How reassuring,” he muttered following the promise of being kept safe. But he didn’t let the shiver of fear roll over him the way it was threatening.

The passive’s hand flexed when Niccolette let go and he glanced back at Glen, who was seemingly remaining up top, before following the other two a little alone the cobbled road. Leo squinted in the low light towards the derelict building with boarded up windows. The glass that was visible was a grey-brown, inviting the mind to see the settled dust even at a distance. Leo had never noticed this building, but maybe that was its purpose: there not to be noticed. Really? Not much more could make the night become any more hackneyed than a building as suspicious as this.

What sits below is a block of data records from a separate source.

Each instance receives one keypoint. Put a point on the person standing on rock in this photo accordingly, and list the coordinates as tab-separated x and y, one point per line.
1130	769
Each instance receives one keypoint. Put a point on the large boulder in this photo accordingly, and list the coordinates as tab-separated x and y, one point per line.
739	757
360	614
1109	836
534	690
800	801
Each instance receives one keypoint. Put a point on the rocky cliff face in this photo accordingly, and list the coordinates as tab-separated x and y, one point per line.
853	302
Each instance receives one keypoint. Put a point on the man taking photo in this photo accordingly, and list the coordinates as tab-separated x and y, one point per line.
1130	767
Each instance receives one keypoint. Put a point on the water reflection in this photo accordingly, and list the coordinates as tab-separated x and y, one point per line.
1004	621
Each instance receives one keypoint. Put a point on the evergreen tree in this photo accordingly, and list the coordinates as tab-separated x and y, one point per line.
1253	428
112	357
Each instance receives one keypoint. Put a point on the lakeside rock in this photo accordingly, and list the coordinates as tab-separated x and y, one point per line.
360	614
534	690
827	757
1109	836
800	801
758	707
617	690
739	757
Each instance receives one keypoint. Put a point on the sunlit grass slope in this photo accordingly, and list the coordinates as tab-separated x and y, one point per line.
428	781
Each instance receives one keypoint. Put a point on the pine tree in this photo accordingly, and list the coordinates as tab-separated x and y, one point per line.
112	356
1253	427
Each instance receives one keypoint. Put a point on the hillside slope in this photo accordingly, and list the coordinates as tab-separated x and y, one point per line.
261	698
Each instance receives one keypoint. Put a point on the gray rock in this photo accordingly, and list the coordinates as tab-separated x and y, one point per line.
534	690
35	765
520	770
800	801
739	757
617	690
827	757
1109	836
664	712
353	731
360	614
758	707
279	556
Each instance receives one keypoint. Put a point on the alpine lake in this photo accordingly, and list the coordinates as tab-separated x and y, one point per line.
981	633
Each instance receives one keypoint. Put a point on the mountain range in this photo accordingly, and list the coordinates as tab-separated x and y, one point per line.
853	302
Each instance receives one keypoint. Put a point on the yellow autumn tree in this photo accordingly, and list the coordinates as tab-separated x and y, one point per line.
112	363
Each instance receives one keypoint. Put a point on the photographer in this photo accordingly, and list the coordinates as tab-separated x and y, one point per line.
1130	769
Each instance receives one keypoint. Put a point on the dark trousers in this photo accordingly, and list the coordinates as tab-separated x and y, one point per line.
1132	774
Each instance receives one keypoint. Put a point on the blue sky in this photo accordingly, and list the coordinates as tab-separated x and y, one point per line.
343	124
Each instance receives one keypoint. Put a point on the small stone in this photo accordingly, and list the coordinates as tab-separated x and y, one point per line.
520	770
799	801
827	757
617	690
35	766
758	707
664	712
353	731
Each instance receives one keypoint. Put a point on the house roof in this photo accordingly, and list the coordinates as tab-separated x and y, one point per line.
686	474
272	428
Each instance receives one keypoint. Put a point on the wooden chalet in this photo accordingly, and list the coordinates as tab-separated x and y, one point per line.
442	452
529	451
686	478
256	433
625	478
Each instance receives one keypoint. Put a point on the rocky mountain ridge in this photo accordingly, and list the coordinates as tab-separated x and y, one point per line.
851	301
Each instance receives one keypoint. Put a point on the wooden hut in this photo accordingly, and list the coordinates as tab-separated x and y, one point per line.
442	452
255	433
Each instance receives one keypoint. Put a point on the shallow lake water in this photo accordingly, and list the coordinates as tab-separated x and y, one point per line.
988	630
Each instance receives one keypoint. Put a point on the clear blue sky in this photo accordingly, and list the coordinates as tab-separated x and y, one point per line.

Age before beauty,” he tried, as the large man went first, attempting to indicate gracefully for Nicolette to go next. He gave up on the ruse, though, at the hard look in her eyes. The passive sighed and turned to follow after his other escort, feeling more and more uncomfortable by the minute.

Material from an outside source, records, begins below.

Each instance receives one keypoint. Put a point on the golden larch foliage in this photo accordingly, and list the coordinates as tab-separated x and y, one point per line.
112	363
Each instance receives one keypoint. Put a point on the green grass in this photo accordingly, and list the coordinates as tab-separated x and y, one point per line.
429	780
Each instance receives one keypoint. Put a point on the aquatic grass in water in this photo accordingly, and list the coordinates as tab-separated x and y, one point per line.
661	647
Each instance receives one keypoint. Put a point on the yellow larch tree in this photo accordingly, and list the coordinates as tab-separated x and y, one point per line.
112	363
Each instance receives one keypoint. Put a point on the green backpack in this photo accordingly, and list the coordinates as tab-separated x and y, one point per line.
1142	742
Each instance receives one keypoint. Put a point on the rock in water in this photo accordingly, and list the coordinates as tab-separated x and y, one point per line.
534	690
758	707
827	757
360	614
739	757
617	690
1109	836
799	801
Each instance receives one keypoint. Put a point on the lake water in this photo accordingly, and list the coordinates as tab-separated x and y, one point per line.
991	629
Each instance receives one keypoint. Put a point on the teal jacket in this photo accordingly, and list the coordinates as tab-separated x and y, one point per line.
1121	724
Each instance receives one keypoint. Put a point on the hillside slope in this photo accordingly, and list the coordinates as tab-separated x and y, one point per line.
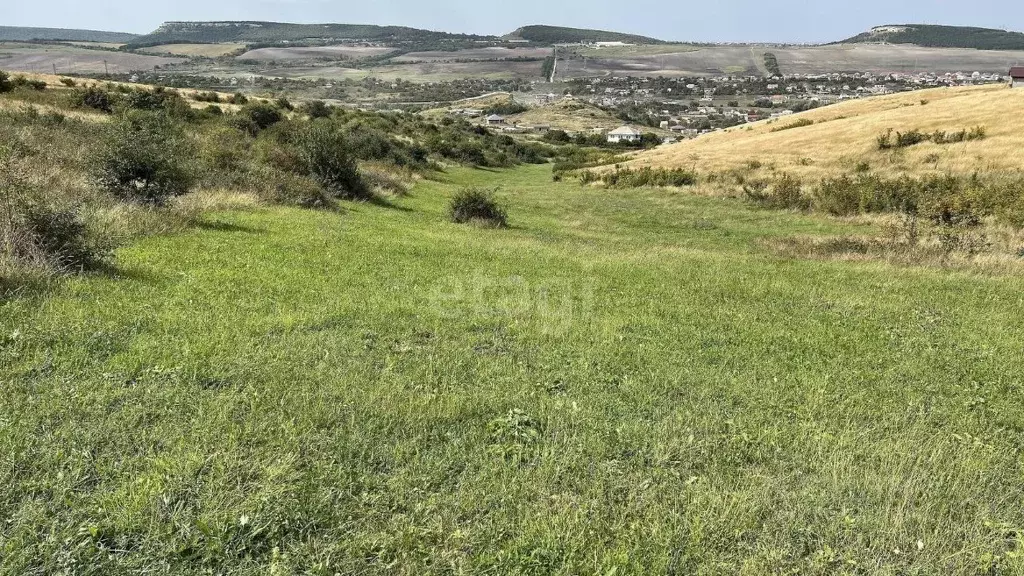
259	32
20	34
844	136
562	35
943	37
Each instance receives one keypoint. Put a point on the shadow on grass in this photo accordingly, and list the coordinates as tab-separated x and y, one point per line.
217	225
385	203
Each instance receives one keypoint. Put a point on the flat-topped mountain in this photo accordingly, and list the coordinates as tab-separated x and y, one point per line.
942	37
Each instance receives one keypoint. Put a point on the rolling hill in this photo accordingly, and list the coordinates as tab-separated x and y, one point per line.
20	34
561	35
265	32
813	151
942	37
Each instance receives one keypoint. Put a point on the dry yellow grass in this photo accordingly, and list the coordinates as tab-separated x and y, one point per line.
192	50
845	135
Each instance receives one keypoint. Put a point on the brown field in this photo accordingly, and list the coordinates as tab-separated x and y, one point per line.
315	52
488	53
107	45
845	135
192	50
797	59
420	72
74	59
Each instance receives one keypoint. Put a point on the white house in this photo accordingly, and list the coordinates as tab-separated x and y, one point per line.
625	134
1017	77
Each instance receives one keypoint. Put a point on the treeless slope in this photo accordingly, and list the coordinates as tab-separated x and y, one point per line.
844	136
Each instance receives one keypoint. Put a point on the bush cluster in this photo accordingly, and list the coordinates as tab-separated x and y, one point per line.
141	159
326	158
795	124
641	177
943	200
477	205
891	140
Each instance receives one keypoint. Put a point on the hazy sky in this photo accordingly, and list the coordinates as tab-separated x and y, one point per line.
726	21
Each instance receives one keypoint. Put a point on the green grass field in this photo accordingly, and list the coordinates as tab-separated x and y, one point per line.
623	382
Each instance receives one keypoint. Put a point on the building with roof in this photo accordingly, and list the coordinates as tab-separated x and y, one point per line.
625	134
1017	77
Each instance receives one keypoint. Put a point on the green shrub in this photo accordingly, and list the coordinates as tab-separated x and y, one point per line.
213	97
23	82
785	192
262	115
5	84
96	99
315	109
796	124
648	177
477	205
327	159
140	160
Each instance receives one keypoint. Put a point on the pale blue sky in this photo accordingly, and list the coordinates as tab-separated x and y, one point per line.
725	21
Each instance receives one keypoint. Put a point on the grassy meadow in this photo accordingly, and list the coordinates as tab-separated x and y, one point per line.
624	381
842	137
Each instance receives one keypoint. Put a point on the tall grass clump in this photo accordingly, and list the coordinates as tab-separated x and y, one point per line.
141	159
40	234
478	206
5	84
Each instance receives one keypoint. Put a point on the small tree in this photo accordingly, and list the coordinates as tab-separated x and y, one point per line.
140	159
477	205
262	115
315	109
325	154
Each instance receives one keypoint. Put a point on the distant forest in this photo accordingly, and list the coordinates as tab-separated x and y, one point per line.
560	35
947	37
17	34
270	33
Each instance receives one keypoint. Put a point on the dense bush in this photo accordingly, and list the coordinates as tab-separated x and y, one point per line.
642	177
96	99
256	117
477	205
207	97
506	109
38	235
784	193
887	140
795	124
326	158
315	109
140	159
5	84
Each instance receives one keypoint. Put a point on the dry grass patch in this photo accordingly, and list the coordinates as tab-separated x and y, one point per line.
845	135
193	50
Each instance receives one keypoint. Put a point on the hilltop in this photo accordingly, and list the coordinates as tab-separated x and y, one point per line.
562	35
20	34
806	145
942	37
266	32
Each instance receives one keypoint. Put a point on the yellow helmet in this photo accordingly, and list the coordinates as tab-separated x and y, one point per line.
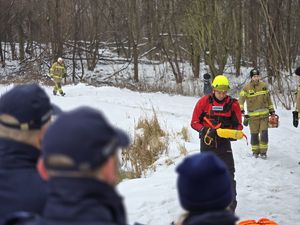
220	83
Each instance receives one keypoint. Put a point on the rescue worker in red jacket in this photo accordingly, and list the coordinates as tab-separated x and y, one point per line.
218	110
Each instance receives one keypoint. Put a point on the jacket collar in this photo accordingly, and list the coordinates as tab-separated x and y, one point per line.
83	199
14	155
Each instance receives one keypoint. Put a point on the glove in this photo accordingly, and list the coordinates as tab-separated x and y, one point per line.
208	135
295	118
212	133
246	120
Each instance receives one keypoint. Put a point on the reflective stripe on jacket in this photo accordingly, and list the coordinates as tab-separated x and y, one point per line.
226	112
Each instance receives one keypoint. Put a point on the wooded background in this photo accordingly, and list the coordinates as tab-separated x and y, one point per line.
253	33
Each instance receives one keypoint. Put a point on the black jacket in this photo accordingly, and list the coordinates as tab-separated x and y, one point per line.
211	218
80	201
21	187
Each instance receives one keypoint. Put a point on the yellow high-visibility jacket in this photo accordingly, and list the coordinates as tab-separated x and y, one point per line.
258	99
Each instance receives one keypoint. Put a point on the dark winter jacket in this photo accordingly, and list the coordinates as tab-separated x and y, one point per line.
211	218
21	188
74	201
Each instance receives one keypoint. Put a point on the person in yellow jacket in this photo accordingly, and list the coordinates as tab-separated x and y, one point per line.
259	106
296	112
58	71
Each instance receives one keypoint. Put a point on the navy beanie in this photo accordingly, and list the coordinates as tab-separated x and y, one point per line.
29	104
204	183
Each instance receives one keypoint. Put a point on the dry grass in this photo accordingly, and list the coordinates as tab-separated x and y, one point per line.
149	143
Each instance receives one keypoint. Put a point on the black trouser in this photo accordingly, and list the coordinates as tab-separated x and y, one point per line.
222	148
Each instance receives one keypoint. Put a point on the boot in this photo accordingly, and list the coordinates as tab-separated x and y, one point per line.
263	155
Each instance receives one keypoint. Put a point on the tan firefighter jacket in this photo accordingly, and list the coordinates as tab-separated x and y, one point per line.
58	71
257	98
298	99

With the door opened - a door with bullet holes Leander noticed, though he wished he hadn’t - the passive was the first to enter, footsteps echoing on the wooden floor, and he blinked to adjust to the change in lighting. A quick sweep of the room showed the innards to be equally destroyed, if not worse off. It was empty but for some disused, ragged furniture. Upon one such couch was a man: if the field wasn’t enough of a giveaway to indicate that he was a golly, the easy way in which he lounged back in the chair, pipe in hand, told Leander exactly who he was dealing with. Frederick Lemandier, he assumed.

With an air of confidence that he didn’t feel at all, Leo stepped further into the room. The fear travelled in Leander’s veins but never made it to his facial muscles. The passive knew how to keep a rooks face, all those games in the bar had paid off after all. So long as he appeared nonchalant, no pinkness in his cheeks to betray him, everything would be just fine. He let out an understated release of breath and turned to Nicolette, showing he wasn't afraid to turn his back on the red-haired man. He reached into his breast pocket, prepared to hand it over to Niccolette: a far safer option for her to take it from here - he could feel the tension, and she was willing to walk into it.

Forged writ in his hand, it never made it into Niccolette’s hand. The sealed document hovered between the pair for a moment, and Leo’s pale gaze met the woman’s. If she saw the trepidation there, Leo would not have denied it. He turned slowly on his heel until he was facing Lemandier again.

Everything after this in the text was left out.